Our silvan-land school played
the game 'Heartney’ !
Even the sky heard South-Silvaner's
yell: 'HEARTNÈE!'
as we threw a tennisball over our
school sheltershed,
by which If it was caught, we'd be run,
branded and 'dead' !
Stinging and singing a world before
Paul McCartney.


Each team, 'home' on one long-side of
the sheltershed,
resurrected their number as the other side
was brandéd.
All grades joined, the ground grooved, ringing
out Heartney
we belonged, right there, shed-rounding unwound
our heart's free.
As we did that shed, Flinders round Australia never

circumnavigatéd!


2002 © Wayne David Knoll

1928-1980 Silvan South Primary School, Burleigh, Victoria


This poem won the prize of a new edition Macquarie Dictionary as one of seven runners-up in the ABC- Macquarie University/ Macquarie Dictionary WORDMAP of Australia for a poem of less than 100 words based on a regionalism: that is, a word used only in a distinct locality. This poem, ‘Heartney’ - is also published on the National ABC Website, under Competitions.
http://www.abc.net.au/wordmap/competitions/default.htm

Heartney - or Hartney- as a word was used for the game in the former district of South Wandin, and played at primary schools both in Silvan & Silvan South. My father tells me his younger Chapman uncles who attended Silvan Primary school taught the game to him and his siblings who then took it to Silvan South school. It must have sown itself down the next generations from older children to younger as I never saw any teacher coaching students in Heartney.

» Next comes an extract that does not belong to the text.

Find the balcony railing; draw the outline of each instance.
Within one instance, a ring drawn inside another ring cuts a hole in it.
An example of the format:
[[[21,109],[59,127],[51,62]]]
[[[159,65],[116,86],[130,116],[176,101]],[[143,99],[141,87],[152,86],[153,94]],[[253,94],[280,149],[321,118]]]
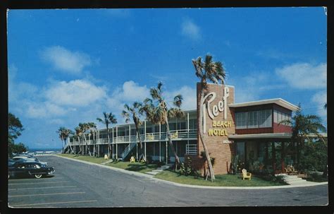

I have also heard of a similar game played at small schools in the Broken River area north of Benalla, Victoria. My youngest brother, who is sixteen years younger than me, played Heartney there in the early 1980s, until the teachers banned the game after it became a rivalry between kids of Italian and non-Italian families. In the mid 1990s

All you need is a detached building, preferably without spoutings (for ball-return reasons) and a tennis ball. I taught the game to a group of home-schooled children at the Fusion Arts Colony in Malmsbury, Victoria . The detached building that we used at Malmsbury was a caravan-bodied Bedford motorhome.